Nie jest trudno policzyć, ile dni trwa adwent. Rzecz w tym, by zrobić to atrakcyjnie.
Święta stają się bardziej
świąteczne, gdy poprzedza je czas oczekiwania. Adwent – czas przygotowujący do
świąt Bożego Narodzenia ma zawsze cztery niedziele, a tym samym około czterech
tygodni. Co roku jest to jednak inna liczba dni. By sprawę wyjaśnić wystarczy
sprawdzić w jaki dzień w danym roku wypada 25 grudnia i odliczyć cztery poprzedzające
tę datę niedziele – pierwsza z nich będzie początkiem oczekiwania na Przyjście
Pana. Duże litery „P” są tu nie przypadkowo. W dawnych czasach adwent odnoszono
do przybycia cesarza, a tu jest Ktoś od cesarza znacznie większy. Zresztą sam
czas adwentu w pierwszej swojej części przypomina nam o tym, by spodziewać się ostatecznego powrotu Chrystusa, który
„przyjdzie sądzić żywych i umarłych, a królestwu Jego nie będzie końca”.
Dopiero w ostatnich dniach przed 25 grudnia przygotujemy się na świętowanie
historycznego wydarzenia, jakim były narodziny Jezusa z Nazaretu.

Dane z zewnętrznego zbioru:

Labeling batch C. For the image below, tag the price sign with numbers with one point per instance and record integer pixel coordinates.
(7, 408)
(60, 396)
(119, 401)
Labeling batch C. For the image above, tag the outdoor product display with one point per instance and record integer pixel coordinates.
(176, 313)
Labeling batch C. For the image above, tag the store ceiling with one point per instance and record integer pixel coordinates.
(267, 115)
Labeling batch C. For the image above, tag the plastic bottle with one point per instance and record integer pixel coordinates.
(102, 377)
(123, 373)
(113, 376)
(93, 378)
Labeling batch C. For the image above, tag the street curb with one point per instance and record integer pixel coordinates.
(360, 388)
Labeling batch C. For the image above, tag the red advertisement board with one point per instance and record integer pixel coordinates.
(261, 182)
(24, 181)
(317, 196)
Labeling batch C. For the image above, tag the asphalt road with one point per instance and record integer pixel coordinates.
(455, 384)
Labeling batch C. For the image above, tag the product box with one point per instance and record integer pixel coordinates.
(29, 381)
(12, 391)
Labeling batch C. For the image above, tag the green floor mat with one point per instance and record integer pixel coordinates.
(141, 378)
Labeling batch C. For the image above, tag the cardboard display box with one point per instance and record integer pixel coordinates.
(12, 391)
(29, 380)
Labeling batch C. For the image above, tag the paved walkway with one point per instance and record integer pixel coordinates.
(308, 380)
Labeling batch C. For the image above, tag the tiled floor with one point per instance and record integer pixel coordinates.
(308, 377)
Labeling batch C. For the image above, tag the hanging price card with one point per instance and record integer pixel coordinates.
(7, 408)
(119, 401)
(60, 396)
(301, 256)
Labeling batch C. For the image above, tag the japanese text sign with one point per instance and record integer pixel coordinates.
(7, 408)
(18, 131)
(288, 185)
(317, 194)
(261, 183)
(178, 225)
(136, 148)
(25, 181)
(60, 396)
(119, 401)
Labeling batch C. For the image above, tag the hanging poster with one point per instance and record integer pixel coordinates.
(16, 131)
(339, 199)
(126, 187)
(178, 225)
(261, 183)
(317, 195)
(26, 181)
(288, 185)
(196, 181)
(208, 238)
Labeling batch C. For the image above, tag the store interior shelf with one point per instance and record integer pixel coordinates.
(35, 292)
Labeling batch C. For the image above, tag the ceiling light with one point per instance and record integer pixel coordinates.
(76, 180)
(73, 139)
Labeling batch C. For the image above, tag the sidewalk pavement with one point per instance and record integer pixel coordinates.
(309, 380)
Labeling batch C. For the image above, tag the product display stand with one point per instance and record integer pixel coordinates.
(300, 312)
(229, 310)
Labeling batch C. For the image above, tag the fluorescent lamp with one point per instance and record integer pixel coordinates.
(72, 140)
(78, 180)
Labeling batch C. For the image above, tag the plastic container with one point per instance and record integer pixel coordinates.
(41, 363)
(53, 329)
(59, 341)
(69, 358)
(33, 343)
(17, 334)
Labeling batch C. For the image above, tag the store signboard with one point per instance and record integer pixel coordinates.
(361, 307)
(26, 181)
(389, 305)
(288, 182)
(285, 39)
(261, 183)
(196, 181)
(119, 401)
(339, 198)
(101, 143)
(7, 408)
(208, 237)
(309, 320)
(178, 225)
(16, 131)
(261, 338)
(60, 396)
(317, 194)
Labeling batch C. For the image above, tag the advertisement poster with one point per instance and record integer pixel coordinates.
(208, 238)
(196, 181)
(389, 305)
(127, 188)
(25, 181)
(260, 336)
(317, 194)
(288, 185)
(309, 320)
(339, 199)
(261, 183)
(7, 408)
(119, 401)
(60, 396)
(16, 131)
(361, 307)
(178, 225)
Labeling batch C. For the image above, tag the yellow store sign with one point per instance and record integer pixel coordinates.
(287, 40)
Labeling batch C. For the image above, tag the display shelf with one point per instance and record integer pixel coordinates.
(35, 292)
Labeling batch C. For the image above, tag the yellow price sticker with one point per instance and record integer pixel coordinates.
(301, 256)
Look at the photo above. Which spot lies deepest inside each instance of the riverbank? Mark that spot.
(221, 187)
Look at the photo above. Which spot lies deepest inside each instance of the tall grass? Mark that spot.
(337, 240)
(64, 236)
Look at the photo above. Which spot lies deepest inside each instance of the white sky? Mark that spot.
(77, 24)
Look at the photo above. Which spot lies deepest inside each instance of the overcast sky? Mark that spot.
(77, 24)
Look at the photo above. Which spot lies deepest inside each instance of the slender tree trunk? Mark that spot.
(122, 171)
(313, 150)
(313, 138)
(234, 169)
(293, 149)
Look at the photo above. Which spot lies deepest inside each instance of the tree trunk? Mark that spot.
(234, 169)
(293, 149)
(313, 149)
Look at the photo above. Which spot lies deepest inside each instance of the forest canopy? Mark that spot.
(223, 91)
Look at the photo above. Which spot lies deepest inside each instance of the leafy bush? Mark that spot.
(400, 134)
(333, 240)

Na koniec dodam, że gdy głowiłem
się nad kształtem tegorocznego kalendarza (a konkretnie nad obrazkiem do
układanki) przyszła niespodziewana wiadomość. To znajomy grafik pisał takie
mniej więcej słowa: „Widziałem Pański wpis o kalendarzu adwentowym z zeszłego
roku. Jak Pan chce to do domowego zastosowania mogę Panu przesłać rysunek, jaki
kiedyś zrobiłem”. Z oferty skorzystałem i jestem niezmiernie wdzięczny. A
grafikowi i wszystkim czytającym te słowa życzę, by czas świąt był czasem
świętym – czyli bez huraganów, w których traci się to co najcenniejsze.